Том 2. Машины и волки - Страница 127


К оглавлению

127

…Была ночь. Некульев не дописал тогда письма, свечи запечатлевали новую стеаринную быль на зеленом конторском сукне. И тогда в комнату вошел Коньков с револьвером в руке, весь в пыли, с лицом, землистым от пыли, и Коньков сказал шепотом, как заговорщик: – «Товарищ Антон! Илья Кандин убит мужиками на порубке.
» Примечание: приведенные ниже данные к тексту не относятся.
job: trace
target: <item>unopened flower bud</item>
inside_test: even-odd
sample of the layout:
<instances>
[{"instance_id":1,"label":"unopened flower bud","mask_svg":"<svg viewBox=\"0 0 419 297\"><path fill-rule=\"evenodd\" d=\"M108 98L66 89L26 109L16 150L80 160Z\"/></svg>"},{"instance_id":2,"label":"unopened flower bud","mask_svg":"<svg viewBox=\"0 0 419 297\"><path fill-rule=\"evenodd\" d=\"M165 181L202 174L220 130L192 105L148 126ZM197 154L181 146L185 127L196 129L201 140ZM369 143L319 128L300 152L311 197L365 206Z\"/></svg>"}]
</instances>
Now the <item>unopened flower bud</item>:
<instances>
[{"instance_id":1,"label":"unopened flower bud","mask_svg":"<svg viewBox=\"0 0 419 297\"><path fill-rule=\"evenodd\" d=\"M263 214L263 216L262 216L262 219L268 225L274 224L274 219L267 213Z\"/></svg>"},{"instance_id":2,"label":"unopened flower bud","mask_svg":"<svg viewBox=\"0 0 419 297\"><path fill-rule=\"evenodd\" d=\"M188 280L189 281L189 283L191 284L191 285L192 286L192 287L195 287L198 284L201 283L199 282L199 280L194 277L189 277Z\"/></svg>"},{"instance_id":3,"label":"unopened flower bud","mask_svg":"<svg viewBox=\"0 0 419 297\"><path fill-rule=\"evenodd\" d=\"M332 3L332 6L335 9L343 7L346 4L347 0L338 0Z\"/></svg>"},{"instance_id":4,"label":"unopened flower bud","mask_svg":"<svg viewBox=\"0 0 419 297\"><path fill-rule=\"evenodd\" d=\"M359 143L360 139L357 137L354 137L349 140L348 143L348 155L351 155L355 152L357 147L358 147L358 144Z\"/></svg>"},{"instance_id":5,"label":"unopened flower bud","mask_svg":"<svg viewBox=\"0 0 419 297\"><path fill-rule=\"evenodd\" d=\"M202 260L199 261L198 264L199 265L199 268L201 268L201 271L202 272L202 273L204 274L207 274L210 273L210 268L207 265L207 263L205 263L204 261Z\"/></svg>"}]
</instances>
В Кадомы, Вязовы, Белоконь пришли разведочные отряды, установить нельзя, белые или красные. Мужики бунтуют!» – – Тогда Конькова Некульев встретил в гусином страхе – с револьвером в руках, и он опустил револьвер, сел беспомощно на стол, чтобы помолчать минуту о смерти товарища. – Но тогда оба они крепко сжали ручки револьверов, тесно сдвинувшись друг к другу: за окном зашелестел десяток притаенных шагов, перезамкнулись затворы винтовок, и вмиг в дверях и в окнах возникли черные точки винтовочных дул, – и в комнату вошел матрос, покойно, деловито, револьвер у него не был вынут из кобуры.

– Товарищи, ни с места. Руки вверх, товарищи. – Документы!

– Вы коммунист, товарищ?

– Вы арестованы. Вы поедете с нами на пароход.

Земля сворачивала уже в осень, и ночь была черна, и волжские просторы повеяли сырою неприязнью. У лодки во мраке выли бабы, и прощались с ними, как прощаются новобранцы, Егорушка и Кузя. Пыхтели во мраке пароходы, но на пароходах не было огней. Сели, поплыли. Кузя подсел к Некульеву:

– Это что же, расстреливать нас везут? – Помолчал. – Я так полагаю, я все-таки босой, прыгну я в воду и уплыву…

Крикнул матрос:

– Не шептаться!

– А ты куды нас везешь, за то? – огрызнулся Кузя.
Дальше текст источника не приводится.